Spielberg brought together three-time Oscar winner Meryl Streep to portray the courageous Graham and two time Oscar winner Tom Hanks to portray Ben Bradlee, exceptional casting. In the years since Schindler’s List (1993) Spielberg seems unburdened with the pressure of winning that Oscar and being accepted by his peers. The Hollywood establishment long ago opened their arms to Spielberg given the billions he brought to the industry. His peers at the DGA long had admired his work, honouring him with nominations and wins as Best Director in many of the same years the Academy snubbed him. In the twenty-seven years since Schindler’s List (1993) the director has grown as an artist, his work becoming deeper, resonating with great power, many of them films for the ages. He no longer seems afraid of working without a net, or in fear of what critics and academic film writers think, and frankly they too have come around to recognizing him as a great director.

The Post has everything the Academy loves, great actors, great director, exceptional screenplay based on historical subject matter, an urgent timely theme, and in its own way, allows the film industry to collectively speak out against the monster in the Oval Office. The film offers the industry the chance to say the President and the government are wrong, have been wrong before.

The film will ask the most important questions about the necessity of a free press, both in the past, and the urgency of one today. With a narcissistic liar like Trump in office we need a free, truthful press more than ever. How can a nation of people trust their government when it is known that government conceals their actions and information from the very people who vote them into office? Those same people can never consent to a governments actions if they are not properly informed. That is at the heart of the Spielberg film, that and the duty of the press to do the right thing. It is my fervent hope The Post reminds all Americans that government has no place in the reporting of the news. None. The news agencies have every right, and it is their duty to report the facts, but the facts do not always favour the politicians.

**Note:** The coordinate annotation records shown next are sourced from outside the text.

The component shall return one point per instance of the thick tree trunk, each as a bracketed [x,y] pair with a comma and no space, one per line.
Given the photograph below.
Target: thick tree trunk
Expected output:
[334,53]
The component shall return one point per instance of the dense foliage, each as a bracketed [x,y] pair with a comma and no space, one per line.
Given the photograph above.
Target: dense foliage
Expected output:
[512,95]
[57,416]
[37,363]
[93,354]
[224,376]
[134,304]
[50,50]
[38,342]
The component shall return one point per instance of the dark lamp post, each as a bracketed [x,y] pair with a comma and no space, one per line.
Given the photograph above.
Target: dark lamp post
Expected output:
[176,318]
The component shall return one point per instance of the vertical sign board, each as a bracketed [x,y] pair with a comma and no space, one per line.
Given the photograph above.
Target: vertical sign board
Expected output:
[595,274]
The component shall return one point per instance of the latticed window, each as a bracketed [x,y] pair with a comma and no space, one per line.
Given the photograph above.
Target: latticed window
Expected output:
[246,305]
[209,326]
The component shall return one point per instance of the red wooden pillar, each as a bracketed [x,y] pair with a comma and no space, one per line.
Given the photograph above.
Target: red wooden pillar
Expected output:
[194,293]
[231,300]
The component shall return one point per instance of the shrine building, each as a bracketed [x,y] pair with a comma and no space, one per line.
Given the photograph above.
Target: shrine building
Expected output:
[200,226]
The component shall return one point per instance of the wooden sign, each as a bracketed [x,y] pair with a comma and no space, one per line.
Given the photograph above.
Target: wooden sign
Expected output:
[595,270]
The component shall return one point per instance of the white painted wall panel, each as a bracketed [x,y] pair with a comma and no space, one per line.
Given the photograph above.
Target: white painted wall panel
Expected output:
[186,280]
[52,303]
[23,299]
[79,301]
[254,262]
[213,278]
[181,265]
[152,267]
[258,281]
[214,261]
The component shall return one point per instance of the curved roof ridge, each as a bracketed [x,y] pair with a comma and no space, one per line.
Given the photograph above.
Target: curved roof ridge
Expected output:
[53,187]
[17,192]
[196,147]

The Post will be a great film, how can it not be with the talent involved and their passion for the material? I know, Munich (2005) was pegged to win Best Picture and Best Director, and did not, but it was still a great film. I believe The Post will speak with integrity, honesty and great passion to its subject, and the Academy will recognize this, honouring it with a slew of nominations and, very likely, Best Picture. Whether Spielberg wins Best Director or not depends on whether voters believe his achievement to be greater than that of Christopher Nolan for Dunkirk or Del Toro for The Shape of Water, but if I were a betting man, I would put my money on Spielberg winning his third.